In Davos hatte Trump aber noch einen weiteren Psycho-Trick eingebaut, der an Dreistigkeit wohl kaum noch steigerbar ist: Er drehte nämlich einfach den Spieß um und erklärte praktisch alle realistischen Warner vor der bereits laufenden und gerade auch von ihm selbst maßgeblich angefeuerten ökologischen Katastrophe ihrerseits zu gefährlichen Propheten:

„Angst und Zweifel sind kein guter Gedankengang — denn dies ist eine Zeit der großen Hoffnung und Freude und des Optimismus und des Handelns. Aber um die Möglichkeiten von morgen anzunehmen, müssen wir die immerwährenden Untergangspropheten und ihre Vorhersagen über die Apokalypse ablehnen.

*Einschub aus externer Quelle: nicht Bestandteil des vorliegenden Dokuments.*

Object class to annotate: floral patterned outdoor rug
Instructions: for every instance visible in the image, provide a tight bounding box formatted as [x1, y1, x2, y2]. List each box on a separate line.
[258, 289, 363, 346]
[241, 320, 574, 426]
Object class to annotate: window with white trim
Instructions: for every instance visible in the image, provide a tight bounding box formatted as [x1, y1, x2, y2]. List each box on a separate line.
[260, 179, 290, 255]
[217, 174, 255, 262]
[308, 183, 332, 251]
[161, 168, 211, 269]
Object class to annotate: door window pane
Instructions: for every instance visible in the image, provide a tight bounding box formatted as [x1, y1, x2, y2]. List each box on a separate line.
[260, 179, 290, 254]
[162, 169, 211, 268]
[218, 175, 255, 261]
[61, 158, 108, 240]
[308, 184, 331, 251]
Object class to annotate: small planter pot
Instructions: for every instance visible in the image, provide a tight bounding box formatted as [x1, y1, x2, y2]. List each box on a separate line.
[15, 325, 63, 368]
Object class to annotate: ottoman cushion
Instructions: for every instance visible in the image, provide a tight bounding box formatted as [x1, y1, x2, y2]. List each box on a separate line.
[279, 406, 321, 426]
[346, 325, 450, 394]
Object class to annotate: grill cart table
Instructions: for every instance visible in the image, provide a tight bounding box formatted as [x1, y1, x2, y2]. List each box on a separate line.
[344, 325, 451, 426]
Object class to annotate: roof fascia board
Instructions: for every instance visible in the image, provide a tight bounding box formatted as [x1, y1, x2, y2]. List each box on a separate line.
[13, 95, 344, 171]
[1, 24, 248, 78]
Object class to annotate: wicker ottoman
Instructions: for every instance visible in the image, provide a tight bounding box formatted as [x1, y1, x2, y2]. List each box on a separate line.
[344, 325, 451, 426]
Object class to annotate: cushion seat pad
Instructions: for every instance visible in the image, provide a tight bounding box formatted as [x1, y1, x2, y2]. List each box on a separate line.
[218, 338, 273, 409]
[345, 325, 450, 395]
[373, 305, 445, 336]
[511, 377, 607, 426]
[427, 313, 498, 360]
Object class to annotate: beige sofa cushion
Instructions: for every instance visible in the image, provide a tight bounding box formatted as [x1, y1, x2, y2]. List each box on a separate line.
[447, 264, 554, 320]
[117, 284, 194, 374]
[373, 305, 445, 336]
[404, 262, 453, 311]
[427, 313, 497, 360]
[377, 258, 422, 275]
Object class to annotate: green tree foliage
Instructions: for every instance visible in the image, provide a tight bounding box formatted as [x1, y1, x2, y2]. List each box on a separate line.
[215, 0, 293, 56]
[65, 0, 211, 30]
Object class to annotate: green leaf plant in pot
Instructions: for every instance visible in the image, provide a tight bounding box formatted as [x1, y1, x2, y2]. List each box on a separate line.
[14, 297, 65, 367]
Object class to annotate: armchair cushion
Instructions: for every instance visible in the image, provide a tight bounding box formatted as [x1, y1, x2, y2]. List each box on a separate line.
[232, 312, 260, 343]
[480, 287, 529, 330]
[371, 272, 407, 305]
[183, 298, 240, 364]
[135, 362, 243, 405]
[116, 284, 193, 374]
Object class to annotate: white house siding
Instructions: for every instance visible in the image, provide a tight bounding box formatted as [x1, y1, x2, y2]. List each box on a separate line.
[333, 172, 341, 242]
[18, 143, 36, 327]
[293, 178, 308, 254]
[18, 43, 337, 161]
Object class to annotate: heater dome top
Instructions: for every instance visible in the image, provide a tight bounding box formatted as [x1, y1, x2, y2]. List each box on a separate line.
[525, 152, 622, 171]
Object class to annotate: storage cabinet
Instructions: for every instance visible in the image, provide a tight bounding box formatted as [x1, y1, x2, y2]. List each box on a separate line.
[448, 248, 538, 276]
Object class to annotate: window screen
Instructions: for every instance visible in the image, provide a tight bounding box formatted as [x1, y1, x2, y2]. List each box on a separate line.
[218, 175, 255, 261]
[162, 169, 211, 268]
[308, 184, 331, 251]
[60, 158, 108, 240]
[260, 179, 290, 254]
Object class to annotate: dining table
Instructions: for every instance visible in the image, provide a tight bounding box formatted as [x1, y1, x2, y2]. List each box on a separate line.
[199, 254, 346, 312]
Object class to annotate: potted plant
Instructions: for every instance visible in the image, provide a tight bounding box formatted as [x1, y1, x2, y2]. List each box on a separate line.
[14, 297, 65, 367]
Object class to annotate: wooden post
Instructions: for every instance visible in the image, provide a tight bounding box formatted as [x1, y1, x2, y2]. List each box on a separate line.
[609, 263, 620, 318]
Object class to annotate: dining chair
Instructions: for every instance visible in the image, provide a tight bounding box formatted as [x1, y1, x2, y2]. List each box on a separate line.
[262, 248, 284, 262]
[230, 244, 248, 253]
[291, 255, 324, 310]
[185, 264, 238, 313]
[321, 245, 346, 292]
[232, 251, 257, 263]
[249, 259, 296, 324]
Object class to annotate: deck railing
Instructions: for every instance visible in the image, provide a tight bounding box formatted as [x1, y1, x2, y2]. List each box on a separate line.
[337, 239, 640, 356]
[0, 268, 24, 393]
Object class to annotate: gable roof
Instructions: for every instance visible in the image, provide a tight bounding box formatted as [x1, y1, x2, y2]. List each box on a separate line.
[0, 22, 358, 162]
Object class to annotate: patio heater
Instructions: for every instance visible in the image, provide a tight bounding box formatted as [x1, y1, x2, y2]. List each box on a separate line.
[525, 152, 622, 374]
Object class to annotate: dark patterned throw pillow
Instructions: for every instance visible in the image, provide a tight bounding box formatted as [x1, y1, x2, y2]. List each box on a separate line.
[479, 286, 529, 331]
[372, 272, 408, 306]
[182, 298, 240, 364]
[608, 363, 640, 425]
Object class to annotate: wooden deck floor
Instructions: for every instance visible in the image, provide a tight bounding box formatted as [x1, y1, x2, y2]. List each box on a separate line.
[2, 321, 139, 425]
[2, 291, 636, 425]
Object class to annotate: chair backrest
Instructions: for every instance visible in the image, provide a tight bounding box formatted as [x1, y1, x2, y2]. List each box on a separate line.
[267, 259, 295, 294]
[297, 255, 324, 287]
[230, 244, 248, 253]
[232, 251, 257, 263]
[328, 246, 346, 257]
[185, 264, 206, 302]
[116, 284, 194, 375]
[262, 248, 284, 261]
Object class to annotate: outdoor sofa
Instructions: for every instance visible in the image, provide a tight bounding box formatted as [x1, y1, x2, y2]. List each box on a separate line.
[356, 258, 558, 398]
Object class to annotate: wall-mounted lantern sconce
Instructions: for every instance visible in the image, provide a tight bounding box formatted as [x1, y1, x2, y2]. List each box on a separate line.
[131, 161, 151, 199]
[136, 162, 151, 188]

Sie sind die Erben der törichten Wahrsager von gestern, und ich habe sie, und Sie haben sie, und wir alle haben sie — und sie wollen, dass es uns schlecht geht.“

Viele der Anwesenden im Publikum werden in den kommenden Monaten und Jahren zahlreiche Entscheidungen etwa über die Abholzung von Wäldern, der Zerstörung von Flüssen, dem Ausbau von Intensivlandwirtschaft und Agrargentechnik, der Errichtung von Kohlekraftwerken und ganz generell der Zerstörung der Natur zu treffen haben. So wie Trump es sagt, haben sie alle in ihren Ländern Menschen, die vor der Zerstörung der Natur warnen. Aber nun hat der große Prophet ja erklärt, dass diese Leute nicht beachtet werden müssen. Denn sie und somit auch all jene, die auf der Basis der empirischen Fleißarbeit von Millionen Wissenschaftlern darauf hinweisen, dass der Mensch praktisch mit Vollgas und auch zunehmend beschleunigt in eine aus vielen Komponenten bestehende Vernichtung seiner selbst und der gesamten Natur hineinrast, sind ja sogar schädliche Untergangspropheten.

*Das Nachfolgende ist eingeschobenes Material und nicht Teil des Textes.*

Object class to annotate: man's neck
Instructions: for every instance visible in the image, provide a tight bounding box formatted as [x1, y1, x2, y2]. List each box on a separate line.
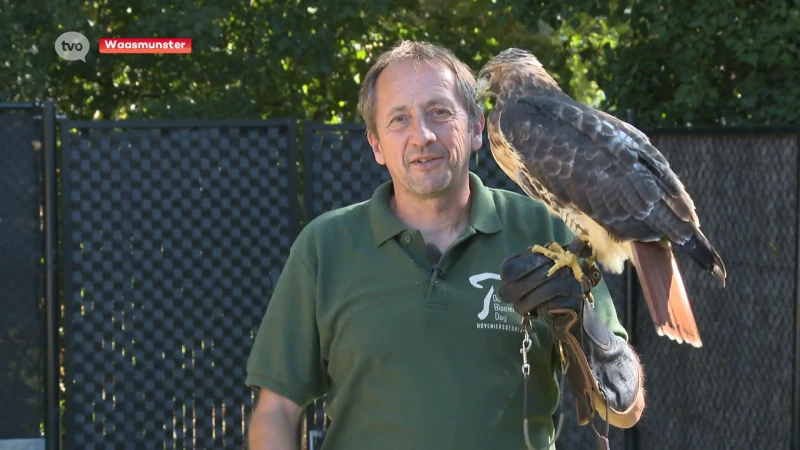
[390, 182, 472, 253]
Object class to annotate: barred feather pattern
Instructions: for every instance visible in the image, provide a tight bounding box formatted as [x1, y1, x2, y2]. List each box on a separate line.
[478, 47, 727, 347]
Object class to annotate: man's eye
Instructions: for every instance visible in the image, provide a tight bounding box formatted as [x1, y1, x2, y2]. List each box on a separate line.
[432, 109, 449, 116]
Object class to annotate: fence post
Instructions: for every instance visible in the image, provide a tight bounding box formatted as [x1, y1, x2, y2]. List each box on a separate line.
[794, 128, 800, 450]
[34, 101, 60, 450]
[624, 108, 639, 450]
[41, 101, 61, 450]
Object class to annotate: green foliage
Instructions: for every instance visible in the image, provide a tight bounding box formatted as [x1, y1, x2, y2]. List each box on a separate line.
[599, 0, 800, 127]
[2, 0, 797, 127]
[0, 0, 614, 121]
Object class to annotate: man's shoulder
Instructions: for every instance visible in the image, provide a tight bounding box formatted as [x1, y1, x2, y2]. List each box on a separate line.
[292, 199, 372, 251]
[484, 185, 572, 240]
[486, 186, 552, 218]
[306, 200, 370, 230]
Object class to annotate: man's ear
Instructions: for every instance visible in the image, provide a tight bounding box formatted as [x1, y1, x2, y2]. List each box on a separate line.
[470, 114, 486, 153]
[367, 130, 386, 165]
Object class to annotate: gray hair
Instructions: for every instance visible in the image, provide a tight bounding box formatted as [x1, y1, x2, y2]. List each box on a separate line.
[358, 40, 483, 136]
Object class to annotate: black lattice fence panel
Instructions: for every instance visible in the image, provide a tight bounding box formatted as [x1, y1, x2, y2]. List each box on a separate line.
[60, 119, 299, 449]
[0, 107, 46, 439]
[629, 130, 798, 450]
[302, 123, 631, 450]
[302, 122, 391, 222]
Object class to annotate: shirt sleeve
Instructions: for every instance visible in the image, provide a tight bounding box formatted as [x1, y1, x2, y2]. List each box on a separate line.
[551, 218, 629, 342]
[245, 237, 326, 407]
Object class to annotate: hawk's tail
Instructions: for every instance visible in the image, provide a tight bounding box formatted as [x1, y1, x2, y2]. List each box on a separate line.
[679, 227, 727, 288]
[630, 241, 702, 348]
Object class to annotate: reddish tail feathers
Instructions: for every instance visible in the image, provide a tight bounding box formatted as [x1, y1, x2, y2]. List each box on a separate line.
[630, 241, 703, 348]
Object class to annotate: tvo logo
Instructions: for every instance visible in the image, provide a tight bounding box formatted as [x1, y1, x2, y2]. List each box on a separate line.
[55, 31, 90, 62]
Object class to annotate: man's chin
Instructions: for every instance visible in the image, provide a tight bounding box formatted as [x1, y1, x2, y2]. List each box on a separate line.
[407, 174, 454, 197]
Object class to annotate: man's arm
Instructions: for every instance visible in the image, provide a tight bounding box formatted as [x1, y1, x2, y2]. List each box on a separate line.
[248, 388, 304, 450]
[245, 224, 326, 449]
[498, 246, 647, 431]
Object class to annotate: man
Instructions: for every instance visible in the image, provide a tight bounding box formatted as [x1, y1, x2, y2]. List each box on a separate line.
[246, 40, 645, 450]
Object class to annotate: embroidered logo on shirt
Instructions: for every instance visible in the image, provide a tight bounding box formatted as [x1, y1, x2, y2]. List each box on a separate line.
[469, 272, 522, 333]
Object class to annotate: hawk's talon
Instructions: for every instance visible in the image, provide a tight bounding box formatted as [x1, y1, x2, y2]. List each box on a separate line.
[580, 276, 594, 296]
[531, 242, 585, 284]
[531, 243, 564, 259]
[567, 238, 594, 259]
[569, 237, 603, 287]
[581, 260, 602, 287]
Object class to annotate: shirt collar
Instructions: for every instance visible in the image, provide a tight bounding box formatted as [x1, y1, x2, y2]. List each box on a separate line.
[369, 171, 504, 247]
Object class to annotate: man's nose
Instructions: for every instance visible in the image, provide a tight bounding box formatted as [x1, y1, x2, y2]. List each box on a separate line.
[408, 116, 436, 148]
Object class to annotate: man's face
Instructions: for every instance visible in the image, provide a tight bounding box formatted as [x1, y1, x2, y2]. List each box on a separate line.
[367, 60, 484, 199]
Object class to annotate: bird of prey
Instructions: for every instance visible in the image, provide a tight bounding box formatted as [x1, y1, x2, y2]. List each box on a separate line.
[475, 48, 726, 347]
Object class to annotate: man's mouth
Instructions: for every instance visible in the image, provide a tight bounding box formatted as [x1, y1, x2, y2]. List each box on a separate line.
[411, 156, 443, 165]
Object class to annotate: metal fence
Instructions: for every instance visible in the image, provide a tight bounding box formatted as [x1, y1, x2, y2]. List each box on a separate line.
[627, 127, 799, 450]
[0, 103, 58, 450]
[59, 117, 299, 450]
[1, 101, 798, 450]
[0, 106, 44, 437]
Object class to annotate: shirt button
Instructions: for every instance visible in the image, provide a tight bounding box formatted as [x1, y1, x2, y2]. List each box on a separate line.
[403, 235, 412, 244]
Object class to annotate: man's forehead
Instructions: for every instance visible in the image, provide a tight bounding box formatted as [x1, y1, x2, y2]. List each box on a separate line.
[382, 58, 454, 80]
[375, 60, 458, 111]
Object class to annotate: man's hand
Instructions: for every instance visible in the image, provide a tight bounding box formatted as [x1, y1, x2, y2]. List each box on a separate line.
[497, 244, 591, 319]
[247, 388, 303, 450]
[498, 245, 645, 432]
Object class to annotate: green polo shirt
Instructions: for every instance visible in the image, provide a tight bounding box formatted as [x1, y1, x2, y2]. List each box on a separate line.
[246, 172, 627, 450]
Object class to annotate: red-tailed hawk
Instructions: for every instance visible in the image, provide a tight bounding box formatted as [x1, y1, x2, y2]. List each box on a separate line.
[475, 48, 727, 347]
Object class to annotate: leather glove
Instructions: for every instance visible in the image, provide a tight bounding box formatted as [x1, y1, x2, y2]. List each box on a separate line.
[497, 244, 642, 434]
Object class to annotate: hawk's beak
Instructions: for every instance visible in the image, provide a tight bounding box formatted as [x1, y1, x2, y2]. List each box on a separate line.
[475, 77, 489, 100]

Sie könnten nun noch so oft wiederholen, dass nach anerkannten empirischen Studien die globale Gesamtbiomasse der Insekten um jährlich 2,5 Prozent abnimmt (2), was alleine bereits einem laufenden Kollaps der mit Abstand größten Fraktion des Tierreiches gleichkäme. Sie könnten auch darlegen, dass die fruchtbaren Ebenen des gesamten Planeten innerhalb einiger Jahrzehnte und mittlerweile zum größten Teil stark beschädigt wurden und sich dieser Prozess immer weiter beschleunigt (3). Oder eben, dass die Instabilitäten des globalen Klimas viel schneller eskalieren, als es noch vor zehn Jahren von den Experten vorausgesagt wurde. Bei all dem und noch vielem mehr handelt es sich nun um Ergüsse unseriöser Untergangspropheten — weil es der vermeintlich wirkliche Prophet so gesagt hat.

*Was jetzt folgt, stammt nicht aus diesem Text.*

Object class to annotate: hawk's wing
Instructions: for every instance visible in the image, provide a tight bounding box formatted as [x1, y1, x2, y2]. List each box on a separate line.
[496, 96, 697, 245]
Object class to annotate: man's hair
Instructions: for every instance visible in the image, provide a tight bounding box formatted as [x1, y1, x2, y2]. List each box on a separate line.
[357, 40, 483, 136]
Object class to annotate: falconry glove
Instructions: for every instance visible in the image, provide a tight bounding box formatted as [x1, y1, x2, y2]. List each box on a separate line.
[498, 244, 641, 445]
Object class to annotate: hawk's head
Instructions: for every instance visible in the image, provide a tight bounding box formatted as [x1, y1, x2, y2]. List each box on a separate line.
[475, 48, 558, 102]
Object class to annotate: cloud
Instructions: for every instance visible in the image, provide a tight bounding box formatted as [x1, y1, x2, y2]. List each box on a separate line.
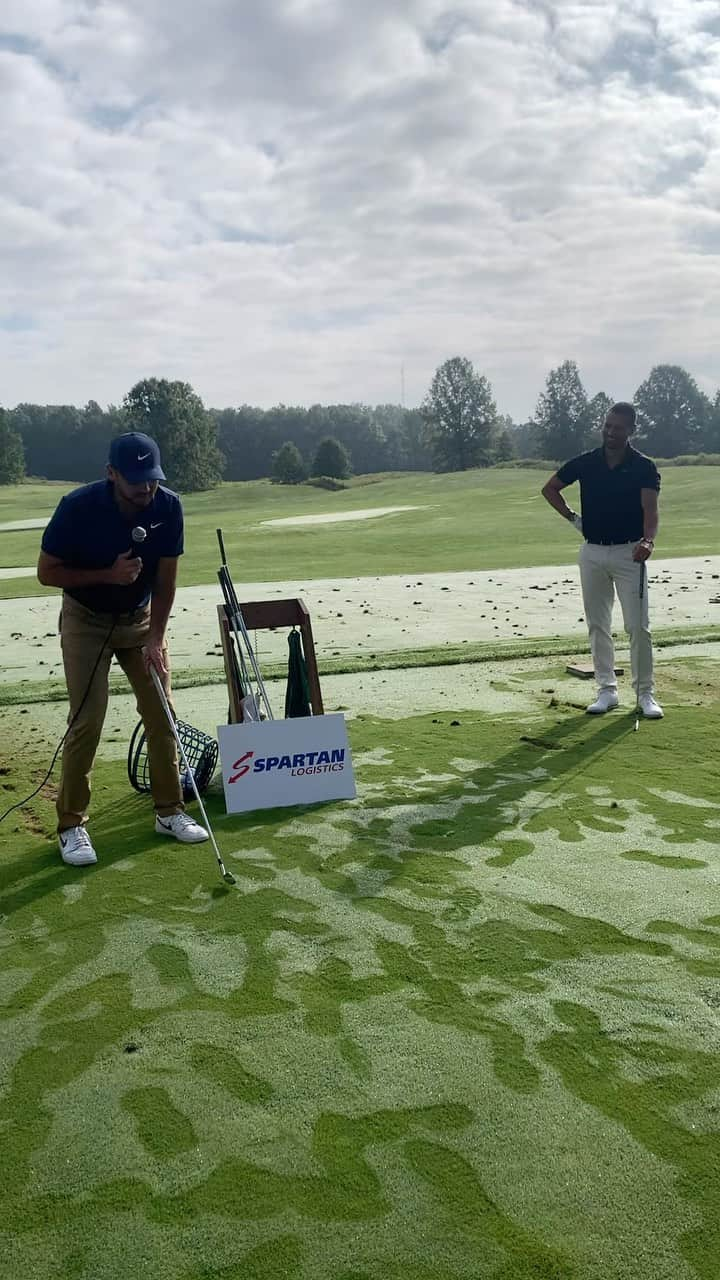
[1, 0, 718, 416]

Die prophetische Arbeit von Trump ist noch aus einem weiteren Grund um ein Vielfaches schädlicher als die jeglicher anderer Propheten es je sein konnten. Er nutzt nämlich als Basis eine reale Droge, deren Wirkung sich ebenfalls sehr stark im neuronalen Belohnungssystem entfaltet und die bei geschickter Anwendung selbst zuvor kritische Menschen zu willenlosen Marionetten werden lässt: Das Geld.

Und das Versprechen, möglichst viel davon zu erlangen.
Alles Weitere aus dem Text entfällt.